L'histoire :
Ici est séparée de Là par la mer. C’est une île parfaite, où tout est en ordre. Les habitations sont bien alignées, les arbres parfaitement coupés, rien ne dépasse ! Pourtant, « sous la surface des choses se cache quelque chose que nul ne connait. » C’est comme pour Dave, il est lisse… autant qu’une boule de billard, au propre comme au figuré, parfaitement imberbe et chauve, à l’exception d’un poil sous son nez et de quelques autres entre les sourcils. Son passe-temps favori : dessiner sa rue, qu’il trouve belle parce que… « complète ». À l’image d’Ici où tout est parfait, sa rue ne déroge pas, mais personne se souhaite vraiment y vivre. Elle est trop proche de la mer, cette immensité sombre et profonde, de l’autre côté de laquelle se trouve Là, que personne ne connait, mais qui représente le désordre et le mal. Pour maintenir les choses en place, les contrôler, Dave a ses crayons, son dîner, ses dessins de la rue, sans oublier Eternel Flame des Bangles, qu’il écoute encore, et encore, et encore… Ici-bas, tout le monde a besoin d’un truc, d’une habitude pour faire taire le tumulte. Quelque chose qui fasse barrière au désordre des rêves. Dave aime particulièrement le matin, c’est un soulagement de devoir partir au travail, là où l’on est très loin de Là, en plein centre d’Ici. Pour lui c’est la sécurité, le calme, le connu, l’ordre des nombres et des tableaux, la routine de la journée, tout ça lui permet d’éviter de penser à Là. Sa vie s’écoule normalement, la mieux ordonnée possible, jusqu’au jour où, au cours d’une présentation de résultats, sa barbe se met brusquement à pousser, très vite et en tous sens, créant aussitôt une panique chez ses collègues, qui en appellent à la sécurité pour le sortir du bâtiment. Cela n’étant que le début d’une suite d’évènements imprévus et chaotiques en totale opposition à Ici…
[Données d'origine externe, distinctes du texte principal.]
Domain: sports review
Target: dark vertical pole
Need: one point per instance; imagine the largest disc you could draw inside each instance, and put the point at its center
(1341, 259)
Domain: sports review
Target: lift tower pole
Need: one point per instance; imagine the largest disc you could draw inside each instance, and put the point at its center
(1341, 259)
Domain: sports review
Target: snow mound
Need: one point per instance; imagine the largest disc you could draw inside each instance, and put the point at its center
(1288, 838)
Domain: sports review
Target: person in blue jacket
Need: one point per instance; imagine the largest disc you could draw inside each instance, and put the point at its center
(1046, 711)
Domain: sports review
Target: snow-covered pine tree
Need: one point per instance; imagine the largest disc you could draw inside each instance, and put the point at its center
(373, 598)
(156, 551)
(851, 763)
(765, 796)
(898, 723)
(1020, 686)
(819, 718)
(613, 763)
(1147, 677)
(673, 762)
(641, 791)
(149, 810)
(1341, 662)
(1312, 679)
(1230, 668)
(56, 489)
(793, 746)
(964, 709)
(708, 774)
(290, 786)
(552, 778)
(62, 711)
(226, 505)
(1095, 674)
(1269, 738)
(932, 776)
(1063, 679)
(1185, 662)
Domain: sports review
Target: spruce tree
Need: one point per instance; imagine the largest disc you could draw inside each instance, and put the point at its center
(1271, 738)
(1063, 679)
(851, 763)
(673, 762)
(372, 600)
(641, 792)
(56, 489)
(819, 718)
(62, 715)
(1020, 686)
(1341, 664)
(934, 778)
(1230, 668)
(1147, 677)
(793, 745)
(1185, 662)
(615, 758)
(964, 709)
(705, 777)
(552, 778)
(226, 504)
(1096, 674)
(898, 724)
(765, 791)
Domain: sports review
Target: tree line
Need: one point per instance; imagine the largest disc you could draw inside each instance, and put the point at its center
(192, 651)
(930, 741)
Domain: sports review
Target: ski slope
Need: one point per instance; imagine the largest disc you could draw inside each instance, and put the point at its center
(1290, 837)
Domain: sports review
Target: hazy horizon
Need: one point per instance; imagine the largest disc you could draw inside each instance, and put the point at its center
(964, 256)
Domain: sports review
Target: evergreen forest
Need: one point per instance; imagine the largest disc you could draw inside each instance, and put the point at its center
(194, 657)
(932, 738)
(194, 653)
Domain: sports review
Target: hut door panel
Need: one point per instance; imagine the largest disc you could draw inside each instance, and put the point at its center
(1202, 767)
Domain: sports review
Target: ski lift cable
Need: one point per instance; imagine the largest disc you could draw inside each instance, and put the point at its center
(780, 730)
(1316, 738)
Ce qu'on en pense sur la planète BD :
Vue le contexte politico-religieux actuel, La gigantesque barbe du mal est un titre qui interpelle forcément. Ce roman graphique sorti en Grande Bretagne en 2013 apparait aujourd’hui comme un message universel. À partir d’un sujet loufoque – un homme imberbe voit subitement sa barbe pousser, tellement abondamment qu’elle finit par devenir, sinon une menace, un inconvénient pour tous – Stephen Collins compose une œuvre toute en finesse, presque discrète, comme Dave son personnage central. Sous cet aspect anodin se cache en fait un message profond sur la différence et l’effet de masse, avec son lot de travers sociaux. La peur de l’inconnu concentrée en un seul point, mène souvent à la cruauté. Et seulement lorsque la menace s’éloigne, vient l’acceptation. Trop tard, bien sûr, mais qu’importe, l’humanité manie si bien hypocrisie et mémoire sélective ! Le crayonné de l’auteur tend vers le naïf et absorbe un peu de la noirceur ambiante, bien figurée par la barbe, comme lorsqu’elle est suspendue au-dessus de la ville. Délivrer un message de paix en s’appuyant sur un sujet d’apparence fantaisiste, c’est toujours une belle réussite. Les mots sont bien choisis, avec des jeux d’allitérations et d’assonances qui apportent du cachet à l’ensemble. Un exercice de style bien mené et chargé d’amour pour la cruelle infantilité des adultes qui font le monde. Fragiles, attachés à des liens de jeunesse, prisonniers d’une adolescence qui ne passe jamais vraiment. Rappelée sans cesse, avec Eternel Flame, le tube des Bangles qui accompagne Dave jusqu’à la fin. Une fin inspirée, à la manière du film District 9, qui laisse ouverts plusieurs champs de réflexion.